= Agustín Parra Echauri =

Agustín Parra Echauri (born April 8, 1960) is a Mexican artist and artisan mostly noted for his work in creating religious images and other works in Mexican colonial style, credited to reviving interest in that era's styles and techniques. He has exhibited his work in Mexico, the United States and Spain and has been commissioned to make furniture and other items for three popes. He works in Tlaquepaque, Jalisco where he owns two shops.

==Life==
Parra Echauri was born in Tepic, Nayarit, the eighth of ten children born to José Parra Villalpando, a sculptor trained at the Academy of San Carlos, and María del Refugio Partida Echauri. When he was a child, he frequently visited the Tepic Cathedral, located near his school and admired the artwork. When he was ten, people began to pay him to draw Christmas cards.

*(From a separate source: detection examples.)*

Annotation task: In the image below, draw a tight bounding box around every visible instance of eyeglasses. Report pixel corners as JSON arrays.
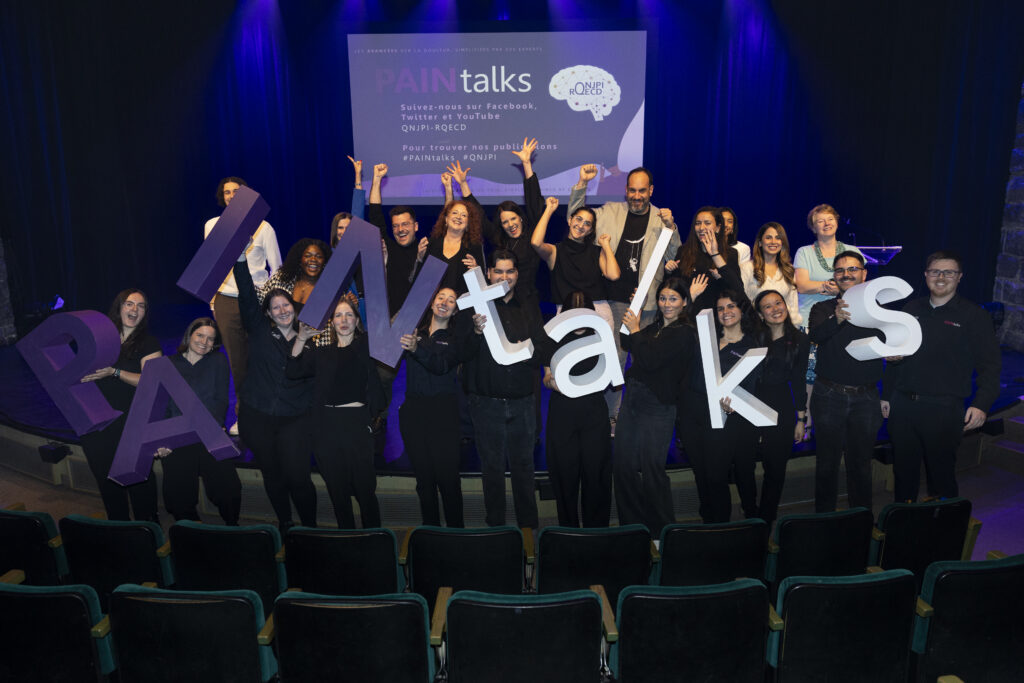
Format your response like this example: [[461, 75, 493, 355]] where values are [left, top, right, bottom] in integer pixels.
[[925, 268, 961, 280]]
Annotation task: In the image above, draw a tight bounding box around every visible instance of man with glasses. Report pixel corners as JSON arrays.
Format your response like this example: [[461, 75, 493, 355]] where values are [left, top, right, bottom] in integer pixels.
[[883, 251, 1001, 503], [808, 251, 883, 512]]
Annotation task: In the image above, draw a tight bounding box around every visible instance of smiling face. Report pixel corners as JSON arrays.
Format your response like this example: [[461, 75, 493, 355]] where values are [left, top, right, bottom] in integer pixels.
[[569, 209, 596, 242], [188, 325, 217, 355], [267, 295, 295, 328], [657, 287, 686, 325], [391, 213, 419, 247], [498, 211, 522, 240], [626, 171, 654, 214], [331, 301, 359, 341], [715, 299, 742, 330], [758, 292, 790, 325], [121, 292, 147, 330], [299, 245, 327, 280], [430, 287, 456, 321], [833, 256, 867, 292]]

He moved to Guadalajara when he was twelve. He studied high school for two years at the Master Cultural Cabañas Bribiesca, then received his bachelor's degree in business administration from the University of Guadalajara.

Today he lives and works in Tlaquepaque, Jalisco, where he owns two shops, one dedicated to his own work.

==Career==
Parra Echauri has had a career of over 35 years, founding his own business in 1985 specifically to create colonial era style artwork, as well as frames, tables, benches and cabinets. He sells his work to hotels, restaurants, haciendas and decoration centers.

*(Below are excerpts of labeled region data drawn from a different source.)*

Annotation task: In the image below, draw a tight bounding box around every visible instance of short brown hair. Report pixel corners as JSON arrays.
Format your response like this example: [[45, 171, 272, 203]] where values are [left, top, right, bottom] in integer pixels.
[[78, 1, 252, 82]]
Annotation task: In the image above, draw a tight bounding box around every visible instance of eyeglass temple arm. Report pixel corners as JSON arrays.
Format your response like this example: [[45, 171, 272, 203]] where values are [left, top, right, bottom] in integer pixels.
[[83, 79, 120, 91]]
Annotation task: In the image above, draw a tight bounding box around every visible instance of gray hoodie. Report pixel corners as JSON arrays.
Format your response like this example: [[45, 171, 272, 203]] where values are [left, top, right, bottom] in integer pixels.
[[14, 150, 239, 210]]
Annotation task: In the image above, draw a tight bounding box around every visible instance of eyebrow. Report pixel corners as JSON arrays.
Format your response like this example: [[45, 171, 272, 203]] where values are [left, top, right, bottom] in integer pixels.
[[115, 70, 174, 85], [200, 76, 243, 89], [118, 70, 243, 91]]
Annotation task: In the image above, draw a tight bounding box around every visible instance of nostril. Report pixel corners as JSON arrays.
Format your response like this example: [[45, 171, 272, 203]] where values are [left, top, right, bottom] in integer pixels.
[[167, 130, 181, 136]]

The artist has held exhibitions in Mexico, Spain and the United States including the Expo Muebla Guadalajara (1998, 1999), the International Home Furnishing Market in High Point, NC (1991-1999), Exposición Mueble in Monterrey (1989), the Feria Internacional de Seville, Spain (1992), the Feria del Mueble, Valencia, Spain (1992), the Feria del Muebla y Decoración (2003) and the Expo Galería Nacional in Costa Rica (2005).

In 1999 he was commissioned to m a papal chair along with 35 other pieces for the visit of John Paul II, and created more works for this pope's return visit in 2002. In 2012 he created the furniture for the visit of Pope Benedict XVI. In 2007, to mark the fifteenth anniversary of diplomatic relations between Mexico and the Vatican, he was commissioned to create a nativity scene and other Christmas decorations. A replica of the nativity scene was created to be exhibited in Guadalajara.

He has also created pieces for the San Fernando Cathedral and the Mission San José in San Antonio, Texas. A towering altarpiece of his was featured when the latter was reopened in 2011.

His work has received various recognitions. In 1998 he was recognized by the Ocho Columnas de Oro newspaper for his efforts to revive colonial era art. The government of the state of Jalisco has named him a "distinguished craftsman" and the Fomento Cultural Banamex named him a "grand master." In 2004, a book about him called Agustín Parra:barroco mexicnao was published by Amaroma Ediciones.

==Artistry==
Parra Echauri is a self-taught painter, sculptor, designer, altarpiece and furniture maker and is credited with reviving interest in Mexican colonial art. He prefers commissions for religious art in colonial style, valuing their realism and drama, with lifelike veins and skin textures, poses in motion and faces with feeling. The artist says that "it moves his heart" to see how paint can wear off of images of Christ because worshippers tap and rub the images' hands, feet and knees.

All pieces are made individually, and he tries to maintain as many of the colonial era methods as possible, many from the 17th century, but some as old as 14th century Italy. He mixes paint to order, cures wood for carving, (preferring Montezuma Cypress (Taxodium mucronatum), Mexican white pine (Pinus ayacahuite), walnut, cedar and orange woods) and works with materials such as dirt, egg yolks, red clay and a type of glue made from rabbit collagen. Although there are modern substitutions for these, he believes that the old methods and ingredients are why colonial artwork has lasted so long. For example, he is an expert in estofado, or the covering of wooden sculptures, usually religious images, in plaster before decorating them with gold leaf and/or paint.